Mairie de Clichy-la-Garenne

conseil 20144486 - Séance du 8/01/2015

La commission d’accès aux documents administratifs a examiné dans sa séance du 1er décembre 2014 votre demande de conseil relative au caractère communicable, au propriétaire d’un local dans lequel est exploité un restaurant, du rapport d’expertise concernant l’état de l’ensemble de l’immeuble, établi dans le cadre d’une procédure de péril.

La commission constate qu’après avoir pris, sur le fondement de l’article L511-3 du code de la construction et de l’habitation, au vu du constat dressé par un expert désigné par ordonnance du juge des référés du tribunal administratif, un arrêté ordonnant l’évacuation de l’immeuble et les mesures d’urgence préconisées par l’expert en vue d’assurer la sécurité du public, vous avez, conformément à ces premières recommandations, confié à un autre expert un diagnostic plus approfondi de l’état de l’immeuble et des mesures à prendre pour assurer également la sécurité de ses occupants à cout et moyen terme. Par un premier rapport, établi le 17 avril 2014, l’expert a dressé un nouveau constat de l’état de l’immeuble et recommandé les mesures à prendre pour mettre fin à l’imminence du péril pour les occupants. Par un second rapport, rédigé le 26 mai 2014, l’expert a constaté que ces mesures avaient été prises et décrit les nouvelles mesures à prendre pour mettre fin à tout péril, même ne présentant plus de caractère imminent. Vous n’avez pris aucun nouvel arrêté ni notifié aucune nouvelle décision aux intéressés.

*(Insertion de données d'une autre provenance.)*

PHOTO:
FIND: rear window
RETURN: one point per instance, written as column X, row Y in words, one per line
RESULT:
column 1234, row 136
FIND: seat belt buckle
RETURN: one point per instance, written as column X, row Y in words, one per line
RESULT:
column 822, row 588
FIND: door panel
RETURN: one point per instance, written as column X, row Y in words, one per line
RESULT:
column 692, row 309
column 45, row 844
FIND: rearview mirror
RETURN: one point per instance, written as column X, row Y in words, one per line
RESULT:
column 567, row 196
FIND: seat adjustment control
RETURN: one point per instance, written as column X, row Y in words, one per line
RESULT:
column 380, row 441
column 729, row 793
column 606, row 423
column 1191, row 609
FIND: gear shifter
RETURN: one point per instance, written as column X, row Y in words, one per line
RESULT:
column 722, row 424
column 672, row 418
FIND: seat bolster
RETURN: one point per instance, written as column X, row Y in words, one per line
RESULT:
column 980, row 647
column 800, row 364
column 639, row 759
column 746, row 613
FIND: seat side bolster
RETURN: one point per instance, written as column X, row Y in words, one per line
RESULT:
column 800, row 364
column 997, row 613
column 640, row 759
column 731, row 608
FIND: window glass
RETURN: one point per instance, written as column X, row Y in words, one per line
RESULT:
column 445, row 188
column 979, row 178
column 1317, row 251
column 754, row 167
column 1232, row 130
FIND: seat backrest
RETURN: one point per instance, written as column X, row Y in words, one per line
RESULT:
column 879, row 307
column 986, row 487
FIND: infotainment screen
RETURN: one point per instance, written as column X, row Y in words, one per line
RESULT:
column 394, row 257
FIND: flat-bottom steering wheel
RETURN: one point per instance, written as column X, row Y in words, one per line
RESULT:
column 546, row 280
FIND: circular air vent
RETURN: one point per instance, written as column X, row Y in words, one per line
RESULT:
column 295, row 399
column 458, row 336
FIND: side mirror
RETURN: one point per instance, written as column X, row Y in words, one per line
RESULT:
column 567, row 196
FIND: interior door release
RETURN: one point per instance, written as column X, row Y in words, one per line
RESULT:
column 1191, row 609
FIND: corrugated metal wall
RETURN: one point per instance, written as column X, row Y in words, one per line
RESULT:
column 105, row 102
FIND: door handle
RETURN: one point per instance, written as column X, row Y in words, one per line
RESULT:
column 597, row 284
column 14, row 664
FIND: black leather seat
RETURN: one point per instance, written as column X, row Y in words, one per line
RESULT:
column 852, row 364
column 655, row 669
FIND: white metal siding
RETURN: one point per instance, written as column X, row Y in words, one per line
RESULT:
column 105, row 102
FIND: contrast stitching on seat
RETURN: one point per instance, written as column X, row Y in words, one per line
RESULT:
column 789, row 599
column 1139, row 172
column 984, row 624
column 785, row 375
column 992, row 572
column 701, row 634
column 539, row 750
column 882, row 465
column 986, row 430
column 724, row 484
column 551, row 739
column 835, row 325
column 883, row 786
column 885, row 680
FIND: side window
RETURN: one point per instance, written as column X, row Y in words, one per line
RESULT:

La commission estime qu’un document relatif au danger que présente pour ses occupants l’état d’un immeuble et aux mesures à prendre pour mettre fin à cette situation de péril est en principe communicable dans son ensemble, lorsqu’il ne présente plus le caractère de document préparatoire à une décision administrative qui n’aurait pas encore été prise, tant aux propriétaires qu’aux locataires et, le cas échéant, aux autres occupants de l’immeuble. Dans la mesure, en effet, où l’état d’une partie de l’immeuble a nécessairement des incidences sur l’état des autres parties et où les désordres constatés affectent tant la sécurité de chaque occupant que la conservation des biens de chaque propriétaire, ceux-ci sont directement concernés par l’ensemble du document et présentent ainsi à son égard la qualité de personne intéressée au sens du II de l’article 6 de la loi du 17 juillet 1978. Ce n’est que dans le cas où l’état d’une partie de l’immeuble s’avèrerait sans rapport avec l’état des autres parties que les constatations faites pourraient être regardées comme divisibles les unes des autres et que le document ne devrait être communiqué à chacun que pour la partie qui le concerne directement.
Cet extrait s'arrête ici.